Domande di lavoro e innovazione
Sono più di 40mila gli annunci di lavoro pubblicati sul web in Italia nel 2023 per i manager del terziario: un incremento del +6% rispetto al 2022. La ricerca dell'Osservatorio, nato dalla collaborazione tra Cfmt-Centro di formazione management del Terziario, l’Università degli Studi di Milano Bicocca e il Crisp, si è concentrata sulla ripresa delle domande di lavoro a seguito del calo della
domanda causato dalla pandemia di Covid-19 nel 2020. L’obiettivo principale dell’analisi è quello di esaminare l'evoluzione del mercato del lavoro per i manager del terziario. Individuando ed evidenziando i trend e le competenze necessarie delineate negli annunci di lavoro, puntando a sensibilizzare sui cambiamenti in atto e a fornire supporto alle politiche di intervento, soprattutto
in termini di formazione continua. L'edizione 2024 si avvale di una vasta base di conoscenze composta da circa 1,4 milioni di annunci di lavoro distinti pubblicati online in Italia durante l'anno 2023, annunci meticolosamente classificati secondo lo standard Esco per occupazioni e competenze, e circa 400 milioni di annunci in 28 Paesi esaminati. L’analisi mostra un incremento nella richiesta di dirigenti in Italia per il 2023 rispetto al 2022, con un aumento specifico del +6% per i manager del settore terziario, un trend positivo anche se si riduce rispetto agli aumenti a doppia cifra in risposta al periodo post-pandemico. La Lombardia e i Paesi del Nord-Ovest continuano ad affermarsi come le regioni con il maggior numero di inserzioni pubblicitarie in Italia (46%), seguite a ruota dal Nord-est (29%), dal Centro (16%) e Sud e Isole (9%), con alcuni particolari scostamenti tra le varie figure professionali.

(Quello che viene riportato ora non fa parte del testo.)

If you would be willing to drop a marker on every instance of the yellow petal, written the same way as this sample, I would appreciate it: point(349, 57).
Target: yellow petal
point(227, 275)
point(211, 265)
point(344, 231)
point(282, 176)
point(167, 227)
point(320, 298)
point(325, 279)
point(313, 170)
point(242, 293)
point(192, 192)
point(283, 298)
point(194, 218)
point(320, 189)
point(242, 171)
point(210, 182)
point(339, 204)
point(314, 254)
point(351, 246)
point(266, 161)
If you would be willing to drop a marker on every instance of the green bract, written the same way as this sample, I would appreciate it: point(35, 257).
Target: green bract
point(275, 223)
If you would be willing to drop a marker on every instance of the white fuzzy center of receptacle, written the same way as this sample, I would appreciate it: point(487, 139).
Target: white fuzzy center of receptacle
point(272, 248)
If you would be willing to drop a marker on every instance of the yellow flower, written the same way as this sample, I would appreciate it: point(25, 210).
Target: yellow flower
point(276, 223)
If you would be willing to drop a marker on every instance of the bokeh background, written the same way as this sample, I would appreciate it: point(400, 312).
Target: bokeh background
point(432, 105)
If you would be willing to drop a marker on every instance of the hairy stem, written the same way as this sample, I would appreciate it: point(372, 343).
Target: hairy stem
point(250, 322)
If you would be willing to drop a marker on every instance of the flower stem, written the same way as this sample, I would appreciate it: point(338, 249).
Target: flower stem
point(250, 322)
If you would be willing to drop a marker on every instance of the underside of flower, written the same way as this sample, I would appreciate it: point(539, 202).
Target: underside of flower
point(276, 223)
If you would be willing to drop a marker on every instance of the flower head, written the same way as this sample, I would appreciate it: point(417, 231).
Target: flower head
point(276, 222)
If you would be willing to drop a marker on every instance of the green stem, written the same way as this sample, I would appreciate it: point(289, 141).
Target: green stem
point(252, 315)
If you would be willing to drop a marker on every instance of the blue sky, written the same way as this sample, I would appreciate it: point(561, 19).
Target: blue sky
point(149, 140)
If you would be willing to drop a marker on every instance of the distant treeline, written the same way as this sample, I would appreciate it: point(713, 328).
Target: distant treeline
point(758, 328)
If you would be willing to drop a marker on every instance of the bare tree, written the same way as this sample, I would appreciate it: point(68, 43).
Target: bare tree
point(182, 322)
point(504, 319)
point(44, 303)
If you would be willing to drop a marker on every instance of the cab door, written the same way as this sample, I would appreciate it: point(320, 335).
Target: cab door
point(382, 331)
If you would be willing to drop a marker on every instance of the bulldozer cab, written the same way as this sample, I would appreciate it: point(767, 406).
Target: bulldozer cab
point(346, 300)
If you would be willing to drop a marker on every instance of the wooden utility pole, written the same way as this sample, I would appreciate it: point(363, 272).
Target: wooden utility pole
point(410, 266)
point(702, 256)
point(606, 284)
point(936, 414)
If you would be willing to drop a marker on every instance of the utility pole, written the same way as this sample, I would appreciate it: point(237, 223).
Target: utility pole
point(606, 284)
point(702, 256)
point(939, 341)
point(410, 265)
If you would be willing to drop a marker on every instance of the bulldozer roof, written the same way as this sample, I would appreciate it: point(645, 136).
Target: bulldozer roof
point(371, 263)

Confrontando queste tendenze con i paesi europei analizzati – Germania, Francia, Spagna e Regno Unito – si osservano modelli simili a quelli osservati in Italia. Nel complesso, si registra un trend positivo per i manager del settore terziario e un trend negativo per quelli del settore manifatturiero, anche se alcune caratteristiche sono influenzate dal contesto specifico di ciascun Paese.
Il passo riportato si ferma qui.